Nos trabalhos iniciais de Stockhausen - Kreuspiel (1951), Klavierstuck IV (1952), Kontra-Punkte (1953) - que surgiram sobre a influência direta de Goeyvaerts, a absoluta puntualidade é firmemente estabelecida, como nos Opus 2 e 3 (resp. 1951 e 52) deste último. Entretanto em Kontra-Punkte o tratamento puntual já é relativizado em direção a uma entre diversas possibilidades e a peça evolui de um início puntual a um final caracterizado por abundantes figurações melo-rítmicas, com as quais também é reintroduzido um sinal de desenvolvimento formal dramático; e mesmo em Kreuspiel o efeito motívico está presente nas partes do oboé e clarinete-baixo.

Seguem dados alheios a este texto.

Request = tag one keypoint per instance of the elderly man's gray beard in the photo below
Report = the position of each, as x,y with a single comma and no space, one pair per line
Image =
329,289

Os pontos comuns entre os trabalhos de Goeyvaerts e Stockhausen durante os anos 1951-53, como pode ser concluído da seguinte relação, são numerosos:

1) Utilização do serialismo fundamentado em proporções racionais, ordenação multiserial pré-redacional do material e conexão paramétrica de dimensões ordenadas seriais;

2) Utilização do princípio de unidade formal, de preferência realizado na estrutura em cruz (Kreuspiel, Studie I), por meio de espelhamento no ponto de cruzamento (retrogressão, cruzamento de vozes, inversão de permutação-evolução), convergência divergência na tessitura, troca entre valores médios e extremos;

3) Estilo puntual na condução das vozes por meio, entre outras coisas, da inserção dos valores de tempo do silêncio no cálculo serial;

4) Construção do desenvolvimento formal pela combinação de evolução direcional e distribuição proporcional (Studie I);

5) Caracterização dos momentos formais por meio de cambiantes posições de oitavas do total cromático (Kontra-Punkte);

6) Conexões proporcionalmente invertidas de valores de tempo e intensidades com alturas, em virtude de suas distâncias em relação a uma posição média (Studie I);

7) Instrumentação em virtude de uma classificação dos sinais instrumentais de ataque (Kontra-Punkte);

8) Utilização de geradores eletrônicos com a finalidade de produzir sons `estacionários' e efetuar a integração do material sonoro e da estruturada forma em função de séries de correspondências comuns (Studie I)(2).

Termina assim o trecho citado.